OJK juga membuat aturan mengenai pinjaman orang berbasis teknologi ini. Salah satunya, berdasarkan Peraturan OJK Nomor 77/POJK.01/2016 tentang Layanan Pinjam Meminjam Uang Berbasis Teknologi Informasi, jumlah pinjaman P2P dibatasi dengan nilai maksimum sebesar 2 miliar rupiah.
P2P Lending Sebagai Saingan Perbankan?
Salah satu hal yang mendorong tingginya pertumbuhan P2P Lending di Indonesia adalah kemudahan pinjaman yang diberikan dibandingkan pengajuan kepada perbankan. Proses bisnis yang terjadi pun relatif lebih ringkas, cepat, dan transparan. Di sisi lain, P2P Lending yang bersifat online dapat diakses oleh siapa saja tanpa terhalang waktu dan kondisi geografis sehingga lebih praktis.
Pertanyaan yang kemudian muncul adalah: apakah P2P Lending akan menjadi saingan perbankan? Rasa-rasanya tidaklah demikian. Pasalnya, P2P hanya berlaku peran sebagai penyelenggara platform, sementara perbankan sebagai lembaga intermediasi berfungsi untuk menghimpun dana untuk kemudian disalurkan dalam bentuk pinjaman.
P2P dan Perbankan Bersinergi
Sesungguhnya, P2P Lending dan perbankan dapat melakukan sinergi sehingga menghasilkan simbiosis mutualisme. UMKM dapat meminjam dana melalui P2P Lending untuk merintis dan mengembangkan usahanya.

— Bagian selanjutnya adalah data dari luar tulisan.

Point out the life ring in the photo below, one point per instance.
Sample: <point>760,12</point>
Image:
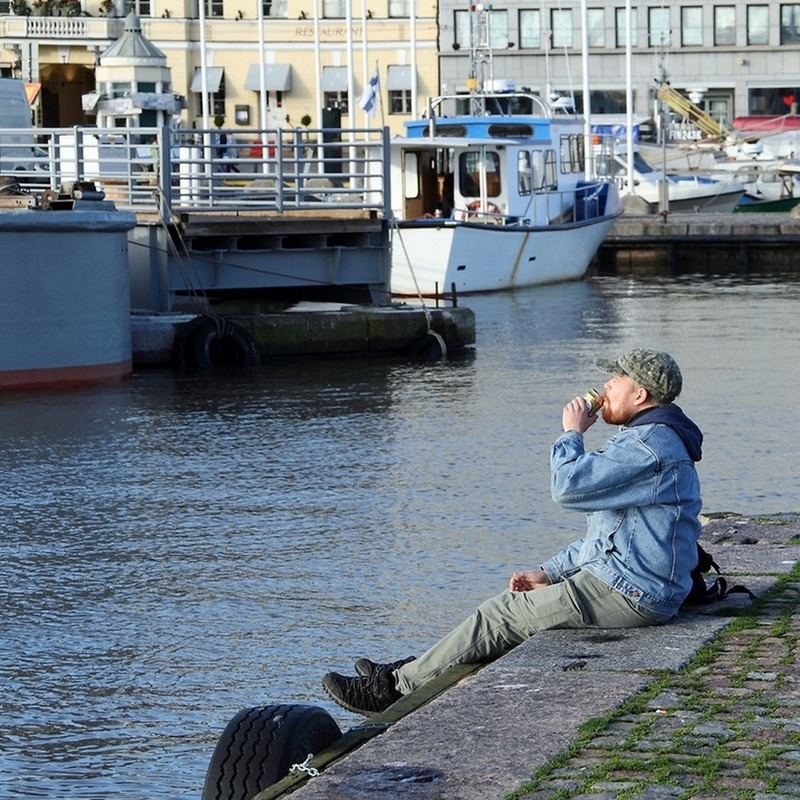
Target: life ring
<point>210,341</point>
<point>475,209</point>
<point>260,746</point>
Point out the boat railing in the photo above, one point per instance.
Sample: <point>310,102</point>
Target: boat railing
<point>153,169</point>
<point>501,104</point>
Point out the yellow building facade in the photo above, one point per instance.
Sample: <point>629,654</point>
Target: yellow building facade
<point>285,63</point>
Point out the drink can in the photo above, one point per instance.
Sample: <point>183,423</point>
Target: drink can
<point>594,401</point>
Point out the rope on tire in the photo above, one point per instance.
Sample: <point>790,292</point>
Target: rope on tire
<point>305,767</point>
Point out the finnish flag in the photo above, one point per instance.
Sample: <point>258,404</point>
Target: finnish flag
<point>369,97</point>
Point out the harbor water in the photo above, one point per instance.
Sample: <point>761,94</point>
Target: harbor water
<point>183,545</point>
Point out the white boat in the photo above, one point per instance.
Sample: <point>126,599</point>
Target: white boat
<point>488,193</point>
<point>686,192</point>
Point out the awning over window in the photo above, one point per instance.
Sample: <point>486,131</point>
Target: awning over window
<point>399,77</point>
<point>334,79</point>
<point>278,77</point>
<point>213,76</point>
<point>32,90</point>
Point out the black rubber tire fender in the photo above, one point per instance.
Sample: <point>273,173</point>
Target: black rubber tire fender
<point>430,347</point>
<point>218,342</point>
<point>261,744</point>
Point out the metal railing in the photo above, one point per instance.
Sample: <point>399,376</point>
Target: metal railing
<point>153,169</point>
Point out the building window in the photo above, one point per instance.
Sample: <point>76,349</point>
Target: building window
<point>336,100</point>
<point>790,23</point>
<point>274,8</point>
<point>605,102</point>
<point>772,102</point>
<point>692,26</point>
<point>757,24</point>
<point>530,28</point>
<point>399,101</point>
<point>498,29</point>
<point>561,27</point>
<point>724,25</point>
<point>216,102</point>
<point>658,30</point>
<point>333,9</point>
<point>596,28</point>
<point>213,8</point>
<point>489,29</point>
<point>399,8</point>
<point>622,28</point>
<point>142,8</point>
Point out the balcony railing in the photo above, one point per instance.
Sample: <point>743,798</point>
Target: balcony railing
<point>78,28</point>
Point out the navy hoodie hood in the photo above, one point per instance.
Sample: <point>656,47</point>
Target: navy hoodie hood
<point>672,415</point>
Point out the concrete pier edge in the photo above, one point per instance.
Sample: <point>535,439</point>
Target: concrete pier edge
<point>609,713</point>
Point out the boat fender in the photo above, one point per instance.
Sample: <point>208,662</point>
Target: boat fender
<point>261,745</point>
<point>430,347</point>
<point>210,341</point>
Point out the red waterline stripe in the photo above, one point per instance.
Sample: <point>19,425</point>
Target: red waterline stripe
<point>63,377</point>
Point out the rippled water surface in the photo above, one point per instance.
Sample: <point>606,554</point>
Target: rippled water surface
<point>180,546</point>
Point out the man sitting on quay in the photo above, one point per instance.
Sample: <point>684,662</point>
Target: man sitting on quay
<point>641,494</point>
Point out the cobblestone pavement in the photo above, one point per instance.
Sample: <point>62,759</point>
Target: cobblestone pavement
<point>727,726</point>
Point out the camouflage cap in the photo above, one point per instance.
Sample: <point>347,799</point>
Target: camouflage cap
<point>657,372</point>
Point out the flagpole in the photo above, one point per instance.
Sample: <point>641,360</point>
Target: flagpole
<point>318,66</point>
<point>365,60</point>
<point>414,82</point>
<point>380,94</point>
<point>203,65</point>
<point>262,92</point>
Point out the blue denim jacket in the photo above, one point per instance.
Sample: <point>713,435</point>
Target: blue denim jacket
<point>642,497</point>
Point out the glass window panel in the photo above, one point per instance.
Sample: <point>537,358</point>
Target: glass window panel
<point>530,28</point>
<point>596,29</point>
<point>658,30</point>
<point>691,26</point>
<point>399,8</point>
<point>622,28</point>
<point>724,25</point>
<point>790,23</point>
<point>757,24</point>
<point>561,27</point>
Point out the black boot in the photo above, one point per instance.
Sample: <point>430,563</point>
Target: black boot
<point>366,667</point>
<point>363,695</point>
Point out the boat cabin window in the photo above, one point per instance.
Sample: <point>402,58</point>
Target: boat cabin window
<point>410,175</point>
<point>524,173</point>
<point>545,177</point>
<point>469,174</point>
<point>572,153</point>
<point>508,131</point>
<point>536,171</point>
<point>459,131</point>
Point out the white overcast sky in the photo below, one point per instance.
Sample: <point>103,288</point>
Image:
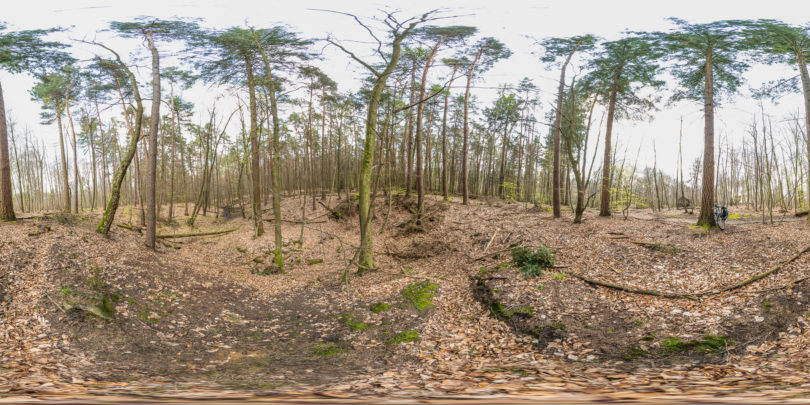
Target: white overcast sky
<point>508,20</point>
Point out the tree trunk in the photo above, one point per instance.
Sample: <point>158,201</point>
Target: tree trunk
<point>806,95</point>
<point>255,175</point>
<point>464,191</point>
<point>707,200</point>
<point>6,202</point>
<point>444,135</point>
<point>75,155</point>
<point>65,175</point>
<point>604,203</point>
<point>555,176</point>
<point>420,189</point>
<point>151,153</point>
<point>276,168</point>
<point>115,191</point>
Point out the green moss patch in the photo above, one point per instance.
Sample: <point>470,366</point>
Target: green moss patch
<point>328,350</point>
<point>420,294</point>
<point>532,263</point>
<point>379,307</point>
<point>351,321</point>
<point>402,337</point>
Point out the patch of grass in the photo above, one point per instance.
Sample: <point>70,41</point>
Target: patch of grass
<point>351,321</point>
<point>420,294</point>
<point>664,248</point>
<point>531,263</point>
<point>634,353</point>
<point>526,311</point>
<point>402,337</point>
<point>328,350</point>
<point>380,307</point>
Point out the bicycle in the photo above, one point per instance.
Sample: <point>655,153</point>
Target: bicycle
<point>720,216</point>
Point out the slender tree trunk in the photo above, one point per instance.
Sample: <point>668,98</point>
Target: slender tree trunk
<point>806,95</point>
<point>254,153</point>
<point>6,202</point>
<point>276,172</point>
<point>707,201</point>
<point>444,134</point>
<point>604,203</point>
<point>420,188</point>
<point>76,195</point>
<point>555,175</point>
<point>65,175</point>
<point>151,165</point>
<point>464,147</point>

Kelak, saat bisnis yang dijalankan semakin besar, maka UMKM ini dapat lebih mudah untuk mendapatkan akses kredit ke bank.
Di sisi lain, P2P juga dapat bertindak sebagai agen perbankan dalam menyalurkan kredit bagi UMKM. Bank pun dapat mereferensikan debitur yang ditolak kepada pihak P2P Lending.
Perkembangan P2P Lending di Indonesia secara umum telah cukup baik dan memiliki prospek yang lebih cerah di masa mendatang meski selama 2018 kemarin juga cukup banyak laporan mengenai P2P Lending yang diterima. Melalui sinergi yang pas antara OJK, P2P Lending, perbankan, dan masyarakat, perekonomian di Indonesia dapat turut berkembang melalui fasilitas berbasis teknologi ini.